Indonesia sejatinya sempat berada di atas angin setelah membuka keunggulan lebih dulu lewat gol Andres Dwi Persada Putra. Namun, Thailand menunjukkan mental juara mereka dengan membalikkan keadaan melalui gol Itticha Praphaphan dan Panut Kittipanuwong.
Kekalahan ini membuat Indonesia gagal mempertahankan status juara bertahan setelah sebelumnya keluar sebagai kampiun pada edisi 2024 usai menundukkan Vietnam di final.
Sementara bagi Thailand, kemenangan tersebut menegaskan dominasi mereka di Asia Tenggara. Gelar ini menjadi trofi ke-17 Thailand di ajang ASEAN Futsal Championship.
Sejak peluit awal dibunyikan, Indonesia tampil agresif dan langsung mengambil inisiatif serangan. Beberapa peluang sempat diciptakan, termasuk lewat sepakan Guntur Ariwibowo, tetapi belum mampu menembus pertahanan rapat Thailand.
Setelah sempat ditekan, Thailand perlahan keluar dari tekanan dan mulai menguasai jalannya pertandingan. Muhammad Osamanmusa menjadi ancaman utama bagi lini belakang Indonesia, meski beberapa peluangnya belum berbuah gol.
Indonesia akhirnya memecah kebuntuan pada menit ke-17. Andres Dwi Persada Putra sukses memaksimalkan umpan matang dari Adityas Priambudi Wibowo untuk membawa Garuda unggul 1-0.
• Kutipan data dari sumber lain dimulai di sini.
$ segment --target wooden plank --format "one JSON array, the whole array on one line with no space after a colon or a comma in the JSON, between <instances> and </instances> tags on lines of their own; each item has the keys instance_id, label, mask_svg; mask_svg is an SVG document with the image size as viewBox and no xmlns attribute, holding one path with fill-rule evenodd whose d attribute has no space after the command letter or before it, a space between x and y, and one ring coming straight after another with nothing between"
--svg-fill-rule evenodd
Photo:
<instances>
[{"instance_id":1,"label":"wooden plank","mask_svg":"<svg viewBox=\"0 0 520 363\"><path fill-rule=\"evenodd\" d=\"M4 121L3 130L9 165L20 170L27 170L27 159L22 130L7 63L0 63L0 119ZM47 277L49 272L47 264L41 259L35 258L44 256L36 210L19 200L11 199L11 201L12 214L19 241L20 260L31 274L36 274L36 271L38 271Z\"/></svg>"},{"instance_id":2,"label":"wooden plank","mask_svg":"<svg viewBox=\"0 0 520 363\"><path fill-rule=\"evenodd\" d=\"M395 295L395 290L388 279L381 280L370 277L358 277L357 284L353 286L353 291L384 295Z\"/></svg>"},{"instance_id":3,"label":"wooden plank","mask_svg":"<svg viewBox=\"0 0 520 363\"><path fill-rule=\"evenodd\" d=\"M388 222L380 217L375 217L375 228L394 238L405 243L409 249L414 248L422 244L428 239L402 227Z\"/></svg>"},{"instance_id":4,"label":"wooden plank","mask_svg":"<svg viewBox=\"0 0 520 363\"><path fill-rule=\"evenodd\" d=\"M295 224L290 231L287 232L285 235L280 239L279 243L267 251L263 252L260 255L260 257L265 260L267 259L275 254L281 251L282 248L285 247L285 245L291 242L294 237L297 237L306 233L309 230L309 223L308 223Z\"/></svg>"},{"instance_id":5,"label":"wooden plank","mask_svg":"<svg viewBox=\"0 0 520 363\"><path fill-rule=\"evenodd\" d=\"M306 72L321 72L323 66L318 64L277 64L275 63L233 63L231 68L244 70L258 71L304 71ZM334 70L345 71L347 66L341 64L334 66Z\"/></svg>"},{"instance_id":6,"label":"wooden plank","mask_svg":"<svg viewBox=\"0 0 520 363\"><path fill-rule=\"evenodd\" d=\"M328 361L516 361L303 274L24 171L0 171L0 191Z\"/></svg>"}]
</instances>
Petaka datang di penghujung babak pertama. Saat laga hanya menyisakan dua detik, Thailand mendapat hadiah penalti yang dieksekusi sempurna oleh Itticha Praphaphan. Skor 1-1 bertahan hingga turun minum.
Memasuki babak kedua, duel berlangsung semakin ketat dengan kedua tim bermain terbuka. Namun momentum berbalik ke kubu tuan rumah ketika Panut Kittipanuwong melepaskan tembakan keras pada menit ke-31 yang gagal dibendung Angga Ariansyah.
Tertinggal 1-2, Indonesia berupaya bangkit. Peluang emas sempat datang melalui Andarias Kareth, tetapi penyelamatan gemilang kiper Thailand Theerawat Kaewwilai menggagalkan kesempatan tersebut.
Pelatih Indonesia kemudian menerapkan skema power play pada menit-menit akhir demi memburu gol penyama. Namun hingga peluit panjang dibunyikan, Thailand tetap mampu mempertahankan keunggulan.